Jakes Gerwel, the Director General of the President’s Office, is the intellectual, erudite and politically savvy former rector of the University of the Western Cape. He was apparently Mandela’s first choice for Education Minister, but turned it down, insisting he did not want a life in either politics or the civil service. He now has both: ”This is not a career move,” he insists. ”I am doing this job because Mandela asked me to. I am doing it for him.”
He sees his role as being ”technocratic, but with a need for political literacy”. He is, however, claiming a greater political role for himself as Cabinet secretary, and plans to ease the pressure off Mandela by being more of an interlocutor between the Cabinet committees and Mandela than before. Over the past year, he has become increasingly intimate with the president, and plays an important advisory role.
* Joel Netshitenzhe. Outside of the ANC, the ANC’s head of communications is hardly known; in exile-circles he is legendary as ”Peter Mayibuye”, the longtime editor of the ANC’s journal. He is of the Soweto generation, and one of the ANC’s most important intellectuals. Humble, informal and affable, he is the quintessential backroom boy, eschewing elected office. He is, in fact, the only member of the ANC’s National Working Committee who is neither a Member of Parliament nor an elected ANC official. As the presidency’s in-house NWC member and as Mandela’s chief speechwriter, he is perhaps the most important political advisor to the president after Thabo Mbeki. During a difficult discussion, Mandela will often say: ”Let’s get Joel in here. That chap always has an interesting way of looking at things.”
* Fink Haysom, the president’s legal advisor, recently came under fire, somewhat unfairly, for the cock-up over Winnie Mandela’s dismissal. He had, in fact, made sure that all the political players understood the terms under which she needed to be dismissed. A legal academic and renowned labour lawyer, he was a central member of the ANC’s constitutional committee and drafter of the constitution. All of which means that he is not simply a journeyman who writes contracts for the president. A human rights warrior, he sees his role thus: ”What makes this system different from the past is that we have a constitution. And so every executive action has to be tested against the rules, many of which are only implied.”
* Parks Mankahlana. The youthful presidential spokesman started off in information and publicity in the ANC youth league and then came to the attention of ANC leadership working in the ANC media office during the election. He is bright and accessible and, quite unusually for a propogandist, refreshingly frank. ”Look, the president makes my job easy,” he says. ”He’s a highly marketable product. He also tends to anticipate problems well before they come.” Those who deal with him regularly complain that he is sometimes disorganised: given the fact that the president works out of three offices in three separate cities, who can blame him?

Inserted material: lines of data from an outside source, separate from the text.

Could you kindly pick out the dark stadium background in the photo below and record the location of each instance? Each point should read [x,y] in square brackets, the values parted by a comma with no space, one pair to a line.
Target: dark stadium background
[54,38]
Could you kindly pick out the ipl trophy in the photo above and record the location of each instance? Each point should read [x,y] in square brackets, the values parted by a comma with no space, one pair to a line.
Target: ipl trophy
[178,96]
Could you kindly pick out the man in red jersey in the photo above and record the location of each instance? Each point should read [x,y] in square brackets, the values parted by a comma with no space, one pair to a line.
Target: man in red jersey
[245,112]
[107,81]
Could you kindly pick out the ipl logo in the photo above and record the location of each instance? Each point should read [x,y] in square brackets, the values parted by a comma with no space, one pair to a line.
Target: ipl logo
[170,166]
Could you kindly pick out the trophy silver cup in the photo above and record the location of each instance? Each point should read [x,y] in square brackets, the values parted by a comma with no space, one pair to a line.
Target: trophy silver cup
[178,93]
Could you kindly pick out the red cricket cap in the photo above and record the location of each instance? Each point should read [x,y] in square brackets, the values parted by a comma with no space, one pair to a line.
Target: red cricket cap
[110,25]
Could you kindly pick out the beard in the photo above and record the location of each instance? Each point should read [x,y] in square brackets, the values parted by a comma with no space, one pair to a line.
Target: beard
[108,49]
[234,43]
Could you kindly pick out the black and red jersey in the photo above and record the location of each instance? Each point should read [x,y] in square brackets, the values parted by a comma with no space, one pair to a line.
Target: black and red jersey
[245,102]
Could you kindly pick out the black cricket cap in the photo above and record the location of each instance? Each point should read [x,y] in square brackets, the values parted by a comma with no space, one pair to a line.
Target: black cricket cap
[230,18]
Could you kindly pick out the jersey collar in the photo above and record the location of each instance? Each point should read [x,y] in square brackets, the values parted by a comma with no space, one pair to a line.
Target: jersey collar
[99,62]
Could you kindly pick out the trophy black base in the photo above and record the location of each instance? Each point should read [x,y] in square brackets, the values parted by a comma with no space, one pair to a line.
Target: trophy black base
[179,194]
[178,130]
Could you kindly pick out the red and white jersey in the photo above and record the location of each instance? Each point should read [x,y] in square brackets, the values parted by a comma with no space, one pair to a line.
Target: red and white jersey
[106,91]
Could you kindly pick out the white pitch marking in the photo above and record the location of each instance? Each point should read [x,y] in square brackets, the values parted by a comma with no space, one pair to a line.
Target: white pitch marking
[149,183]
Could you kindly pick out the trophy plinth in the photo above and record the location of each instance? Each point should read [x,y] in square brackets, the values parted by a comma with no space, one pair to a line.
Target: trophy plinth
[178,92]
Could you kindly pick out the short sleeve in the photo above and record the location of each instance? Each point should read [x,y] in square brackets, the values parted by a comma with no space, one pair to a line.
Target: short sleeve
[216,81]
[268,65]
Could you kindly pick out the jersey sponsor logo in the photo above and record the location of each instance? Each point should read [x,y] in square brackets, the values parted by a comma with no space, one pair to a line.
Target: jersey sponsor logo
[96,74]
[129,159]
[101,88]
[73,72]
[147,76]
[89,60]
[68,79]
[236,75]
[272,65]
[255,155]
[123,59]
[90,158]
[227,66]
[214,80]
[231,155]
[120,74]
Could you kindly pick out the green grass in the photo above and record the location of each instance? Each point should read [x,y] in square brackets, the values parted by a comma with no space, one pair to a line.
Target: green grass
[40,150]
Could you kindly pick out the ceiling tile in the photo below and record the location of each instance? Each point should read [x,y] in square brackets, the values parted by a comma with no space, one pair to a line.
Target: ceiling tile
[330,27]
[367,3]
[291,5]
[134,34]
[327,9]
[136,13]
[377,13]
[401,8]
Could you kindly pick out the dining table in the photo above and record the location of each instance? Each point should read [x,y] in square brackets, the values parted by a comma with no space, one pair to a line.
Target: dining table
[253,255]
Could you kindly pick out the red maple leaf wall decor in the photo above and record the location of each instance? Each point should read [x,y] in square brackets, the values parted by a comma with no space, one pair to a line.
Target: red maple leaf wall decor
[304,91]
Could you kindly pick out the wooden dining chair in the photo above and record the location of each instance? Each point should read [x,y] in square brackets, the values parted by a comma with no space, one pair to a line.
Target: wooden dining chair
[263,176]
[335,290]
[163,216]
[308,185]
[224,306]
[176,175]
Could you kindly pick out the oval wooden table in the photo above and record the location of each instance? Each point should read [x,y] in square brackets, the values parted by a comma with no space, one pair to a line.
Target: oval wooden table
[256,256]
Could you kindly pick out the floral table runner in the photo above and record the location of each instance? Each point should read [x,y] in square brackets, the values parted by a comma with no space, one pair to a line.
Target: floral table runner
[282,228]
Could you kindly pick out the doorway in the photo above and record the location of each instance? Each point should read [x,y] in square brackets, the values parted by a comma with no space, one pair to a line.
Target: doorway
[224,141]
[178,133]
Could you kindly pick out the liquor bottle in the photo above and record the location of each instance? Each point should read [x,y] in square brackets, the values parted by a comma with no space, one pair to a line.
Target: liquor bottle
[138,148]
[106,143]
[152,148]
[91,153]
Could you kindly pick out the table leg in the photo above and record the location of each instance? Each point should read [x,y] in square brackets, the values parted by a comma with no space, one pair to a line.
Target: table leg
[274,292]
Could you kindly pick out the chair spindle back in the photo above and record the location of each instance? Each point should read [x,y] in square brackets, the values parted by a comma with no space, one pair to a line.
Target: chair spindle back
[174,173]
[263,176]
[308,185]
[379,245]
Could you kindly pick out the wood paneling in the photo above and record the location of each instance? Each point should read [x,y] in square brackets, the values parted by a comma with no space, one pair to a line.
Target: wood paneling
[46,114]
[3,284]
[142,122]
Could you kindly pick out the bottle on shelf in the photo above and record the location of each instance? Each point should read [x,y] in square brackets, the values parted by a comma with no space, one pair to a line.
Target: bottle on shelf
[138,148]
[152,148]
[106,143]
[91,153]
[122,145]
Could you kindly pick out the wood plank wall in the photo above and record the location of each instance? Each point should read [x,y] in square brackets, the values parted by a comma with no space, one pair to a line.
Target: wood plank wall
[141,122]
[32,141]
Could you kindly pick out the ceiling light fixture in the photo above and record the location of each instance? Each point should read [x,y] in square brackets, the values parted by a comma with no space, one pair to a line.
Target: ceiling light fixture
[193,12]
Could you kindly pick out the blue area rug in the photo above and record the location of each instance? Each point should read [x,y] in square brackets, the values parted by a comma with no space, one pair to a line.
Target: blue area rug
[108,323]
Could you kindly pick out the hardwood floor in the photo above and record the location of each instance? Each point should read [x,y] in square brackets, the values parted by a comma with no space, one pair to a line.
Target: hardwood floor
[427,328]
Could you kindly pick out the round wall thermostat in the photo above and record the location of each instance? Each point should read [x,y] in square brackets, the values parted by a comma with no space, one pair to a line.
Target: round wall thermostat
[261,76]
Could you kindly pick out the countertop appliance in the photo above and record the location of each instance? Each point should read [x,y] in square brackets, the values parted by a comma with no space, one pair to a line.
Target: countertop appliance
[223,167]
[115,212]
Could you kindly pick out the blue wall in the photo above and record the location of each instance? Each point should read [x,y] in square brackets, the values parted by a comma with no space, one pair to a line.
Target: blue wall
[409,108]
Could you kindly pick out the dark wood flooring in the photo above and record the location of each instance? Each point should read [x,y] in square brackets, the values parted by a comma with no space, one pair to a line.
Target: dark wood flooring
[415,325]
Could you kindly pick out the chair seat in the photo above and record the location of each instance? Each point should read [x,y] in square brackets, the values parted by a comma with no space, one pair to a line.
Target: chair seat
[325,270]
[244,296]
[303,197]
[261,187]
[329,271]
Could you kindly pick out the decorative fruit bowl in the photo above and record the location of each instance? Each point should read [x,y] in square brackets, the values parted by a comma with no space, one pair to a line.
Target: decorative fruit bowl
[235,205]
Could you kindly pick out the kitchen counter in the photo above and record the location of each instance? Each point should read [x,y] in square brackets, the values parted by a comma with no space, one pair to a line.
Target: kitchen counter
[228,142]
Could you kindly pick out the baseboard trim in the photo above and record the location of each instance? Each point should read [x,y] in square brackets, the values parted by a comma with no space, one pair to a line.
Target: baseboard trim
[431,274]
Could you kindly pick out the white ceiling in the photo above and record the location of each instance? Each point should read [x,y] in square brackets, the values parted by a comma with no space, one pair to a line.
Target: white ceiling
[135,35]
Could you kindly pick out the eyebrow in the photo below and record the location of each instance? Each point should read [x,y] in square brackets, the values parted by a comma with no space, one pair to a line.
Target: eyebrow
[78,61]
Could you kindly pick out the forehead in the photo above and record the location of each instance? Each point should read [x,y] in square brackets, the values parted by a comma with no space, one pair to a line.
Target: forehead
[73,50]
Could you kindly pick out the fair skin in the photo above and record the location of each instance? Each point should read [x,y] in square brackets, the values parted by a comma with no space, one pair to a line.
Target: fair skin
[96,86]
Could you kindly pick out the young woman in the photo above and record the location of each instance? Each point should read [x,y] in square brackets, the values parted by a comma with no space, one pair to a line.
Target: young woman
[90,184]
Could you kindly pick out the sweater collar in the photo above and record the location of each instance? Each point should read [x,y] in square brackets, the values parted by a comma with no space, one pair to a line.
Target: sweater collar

* Ahmed ‘Kathy’ Kathrada. As Mandela’s parliamentary councillor, Kathrada is, in theory, the president’s formal political advisor. In Mbeki’s office, Essop Pahad plays this role more actively; Kathrada functions more as an intimate companion and sounding-board for the president. This causes some consternation among some ANC leaders, who would prefer to see a more effective operator in so critical a position.
According to Mac Maharaj, who was on Robben Island with both of them, ”Mandela once told me that, ‘When you are a leader, everyone tells you what they think you want to hear. Kathy is the one chap who holds up an honest mirror to me. There is no distortion. I get up and look in the mirror and it tells me exactly what I look like. He enables me to look at myself as others see me but won’t tell me.”’
For his part, Kathrada feels that ”the youngsters in this party take this whole respect for elders thing too far. I keep on telling them: don’t be afraid to confront the Old Man. In fact, he really appreciates it.”